The ultimate aim of policy making should be to improve people’s wellbeing. Drawing on evidence from across Europe, this report explores new ways in which policy can support and encourage high levels of wellbeing, using data from the European Social Survey. Much of the established evidence and analysis around wellbeing is based on a single measure – life satisfaction. This report combines contributions from City University London, the New Economics Foundation (NEF) and the University of Cambridge to explore new ways of understanding and measuring wellbeing. It looks at the following:

1. Comprehensive psychological wellbeing (CPWB) (University of Cambridge) This new single score was created by combining measures of ten different aspects of wellbeing (competence, emotional stability, engagement, meaning, optimism, positive emotion, positive relationships, resilience, self-esteem, and vitality) to give a richer and more nuanced picture of people’s wellbeing. Using this approach offers a more robust and accurate understanding of overall wellbeing, It also provides invaluable information for policy makers aiming to improve wellbeing, as it allows them to identify those areas specifically in need of improvement. We find:

 Examining specific aspects of well-being provides insights beyond a single indicator. For example, the UK ranks 8th out of 21 countries in terms of optimism, but is 20th of 21 in terms of sense of vitality.

Using the comprehensive measure, wellbeing has generally increased, perhaps surprisingly, from 2006 to 2012, with the percentage of the population with high wellbeing increasing in every country. y The greatest variations in the levels of wellbeing occur among countries and groups where average wellbeing is also the lowest. The greatest opportunity to improve well-being in a country is to begin with those with the lowest wellbeing, particularly unemployed and older individuals, through population-relevant interventions. 

2. Inequalities in wellbeing (NEF) By analysing inequalities in life satisfaction across Europe and over time, we find:

Large differences in wellbeing between population groups are not inevitable: Although those of an ethnic minority, on low incomes or with low education often have lower average wellbeing, this is not always the case, with some countries showing almost no difference. This suggests that policy could aim to reduce or eliminate these inequalities. y Economic factors drive inequalities in wellbeing: Most notably, a country’s unemployment rate is strongly associated with higher levels of inequality in wellbeing. y Good governance may be one of the best ways of reducing wellbeing inequality. Having low levels of corruption and high levels of voice and accountability, for example, are associated with lower inequalities in wellbeing. This effect goes above and beyond the effect of governance on unemployment or economic growth.

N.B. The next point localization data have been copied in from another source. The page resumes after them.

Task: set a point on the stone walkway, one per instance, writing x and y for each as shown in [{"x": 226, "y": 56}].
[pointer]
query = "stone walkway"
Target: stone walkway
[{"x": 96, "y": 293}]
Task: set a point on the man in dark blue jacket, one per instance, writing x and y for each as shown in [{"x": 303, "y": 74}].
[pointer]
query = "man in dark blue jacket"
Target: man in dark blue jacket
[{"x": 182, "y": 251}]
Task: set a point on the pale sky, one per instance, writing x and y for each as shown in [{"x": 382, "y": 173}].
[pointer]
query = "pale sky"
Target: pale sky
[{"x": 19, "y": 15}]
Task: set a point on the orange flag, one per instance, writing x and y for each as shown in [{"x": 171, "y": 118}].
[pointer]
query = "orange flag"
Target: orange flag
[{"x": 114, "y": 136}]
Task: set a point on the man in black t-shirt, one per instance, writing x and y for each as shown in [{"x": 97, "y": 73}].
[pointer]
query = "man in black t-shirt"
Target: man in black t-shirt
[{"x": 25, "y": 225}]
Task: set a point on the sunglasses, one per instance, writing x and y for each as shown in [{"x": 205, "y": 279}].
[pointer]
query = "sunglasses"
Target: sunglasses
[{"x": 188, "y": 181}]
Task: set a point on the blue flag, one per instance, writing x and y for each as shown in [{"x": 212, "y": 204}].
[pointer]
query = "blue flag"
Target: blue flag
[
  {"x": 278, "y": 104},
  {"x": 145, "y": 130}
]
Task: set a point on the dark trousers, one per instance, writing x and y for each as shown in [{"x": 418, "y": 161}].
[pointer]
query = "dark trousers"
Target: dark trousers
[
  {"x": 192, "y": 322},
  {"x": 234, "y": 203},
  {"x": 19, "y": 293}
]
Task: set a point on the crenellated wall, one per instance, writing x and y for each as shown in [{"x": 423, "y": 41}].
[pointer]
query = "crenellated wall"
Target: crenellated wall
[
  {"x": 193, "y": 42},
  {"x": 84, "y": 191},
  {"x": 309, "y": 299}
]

3. Five ways to wellbeing (NEF) The five ways to wellbeing are a set of actions that evidence suggests promote wellbeing. They are: Connect, Be Active, Take Notice, Keep Learning, and Give. We explored who is and who isn’t participating in the five ways, in order to suggest ways of boosting involvement. With the exception of those aged 65 and over, the UK generally had low levels of participation in the five ways, when compared to countries such as Germany or France. Two key findings were:

Young women (15–24), parents, and people doing housework or childcare in the UK reported very low rates on Take Notice (whether people take notice and appreciate their surroundings). This finding was not replicated across Europe, suggesting there may be particular barriers in the UK for these population groups which may be amenable to policy.

People of working age in the UK connected socially less than their European peers. This suggests that this age group may need particular attention, contrasting with existing policy approaches which often focus on the young and the old.

4. Perceived quality of society (City University London) What are people’s assessments of the key institutions in society: their trust in the police, politicians, parliament or legal institutions, or satisfaction with public services, government, the economy, or democracy in their country? By measuring this Perceived Quality of Society (PQOS), we find that:

The more marginalised groups in society – women, those who claim membership of a discriminated group, and those with lower education – have a more negative view of these institutions. Those in middle aged groups (25 to 64) also have more negative views. This suggests that our democratic and legal institutions may need to do more to engage with these groups. Democratic satisfaction is consistently higher than satisfaction with the economy and the government in the UK, with a similar pattern elsewhere in Europe.

Nearly all countries exhibited a considerable dip in economic satisfaction in 2008, at the height of the recession, although this dip was particularly pronounced in the UK.

There are marked regional inequalities in PQOS within the UK, with London and the South East having high levels of economic and governmental satisfaction compared to other regions, particularly the Midlands.